Llega entonces el momento para que Santiago Tavella, el eterno bajista de la banda, tome el micrófono y empiece a cantar su oda irónica al amor “Enamorado tuyo”. Santiago se roba completamente el show con su gran presencia en el escenario, su potente voz y algunos geniales pasos de baile. Tavella volvería a tomar el micrófono más adelante para cantar un par de canciones, entre ellas “Pobre papá”.

El show trascurre con varias de sus clásicas canciones, contando sus geniales ironías (“Lo malo de ser bueno”, “Mi lista negra”), viviendo sus momentos sentimentales (“No llora”) y tocando unas infaltables (“Whiskey en Uruguay”, “Nada es Gratis en la Vida”). Sin embargo, no se olvidan de intercalar algunas canciones nuevas que la gente ya empieza a tomarles gusto (“Calma Vladimir”, “Invisible”).

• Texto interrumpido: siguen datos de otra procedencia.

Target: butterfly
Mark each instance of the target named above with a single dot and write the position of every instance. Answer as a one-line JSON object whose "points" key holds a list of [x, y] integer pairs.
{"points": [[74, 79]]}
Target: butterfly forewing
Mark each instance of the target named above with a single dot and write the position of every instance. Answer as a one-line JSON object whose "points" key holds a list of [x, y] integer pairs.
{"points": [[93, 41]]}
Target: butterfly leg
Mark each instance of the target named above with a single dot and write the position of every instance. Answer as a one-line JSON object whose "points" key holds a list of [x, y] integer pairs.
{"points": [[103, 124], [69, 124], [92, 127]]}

Uno de los momentos más destacados de la noche llegó cuando Musso se puso una infame máscara de ladrón y el riff de “Buen Día, Benito” hizo al público casi saltar la barra de seguridad. El descontrol y el caos es extraordinario y la banda lo disfruta. El trabajo de Gustavo “Topo” Antuña en la guitarra es formidable en la mayoría del show, pero es acá y en “Me amo” donde se luce de primera.

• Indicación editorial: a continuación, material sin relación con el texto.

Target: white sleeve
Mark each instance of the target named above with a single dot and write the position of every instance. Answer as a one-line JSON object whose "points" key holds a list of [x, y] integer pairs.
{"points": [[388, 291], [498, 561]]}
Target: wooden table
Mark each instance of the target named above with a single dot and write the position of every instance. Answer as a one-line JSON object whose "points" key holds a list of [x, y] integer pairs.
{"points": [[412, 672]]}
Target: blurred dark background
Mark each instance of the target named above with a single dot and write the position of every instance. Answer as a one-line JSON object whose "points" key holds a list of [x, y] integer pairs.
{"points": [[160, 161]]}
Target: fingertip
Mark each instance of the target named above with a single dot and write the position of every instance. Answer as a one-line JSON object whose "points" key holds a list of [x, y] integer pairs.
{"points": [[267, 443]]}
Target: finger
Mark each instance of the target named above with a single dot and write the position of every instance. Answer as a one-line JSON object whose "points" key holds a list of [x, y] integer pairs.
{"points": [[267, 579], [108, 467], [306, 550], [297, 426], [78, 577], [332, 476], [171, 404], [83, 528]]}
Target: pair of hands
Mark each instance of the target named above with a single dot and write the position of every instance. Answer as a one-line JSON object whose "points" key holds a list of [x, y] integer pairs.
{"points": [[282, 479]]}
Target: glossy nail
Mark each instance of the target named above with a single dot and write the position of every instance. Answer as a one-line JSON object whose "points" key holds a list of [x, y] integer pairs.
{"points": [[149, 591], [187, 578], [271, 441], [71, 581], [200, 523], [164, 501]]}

Durante un pequeño interludio, Musso habla acerca de la moda de los “featuring” en la música e invita a Santiago Marrero a cantar con él “Mírenme”, seguida inmediatamente por “Me Amo”. Ya acercándose el final del show, El Cuarteto decide cerrar el concierto con “El Rey y el As”, también parte de su decimoquinto álbum. No obstante, la gente quiere más.

Con una gran ovación y varios cánticos de “¡Cuarteto, Cuarteto, Cuarteto!” traen de vuelta al escenario a Roberto y compañía, que deciden tocar 2 de las más pedidas “Miguel Gritar” y “Yendo a la Casa de Damián”.

“¿Por qué me cuesta tanto llegar?” pregunta esta enorme banda al final del recital, pero nosotros nos preguntamos cómo no les cuesta en lo absoluto montar un increíble espectáculo lleno de rock y ardor luego de tantos años. Aún tenemos Cuarteto para rato.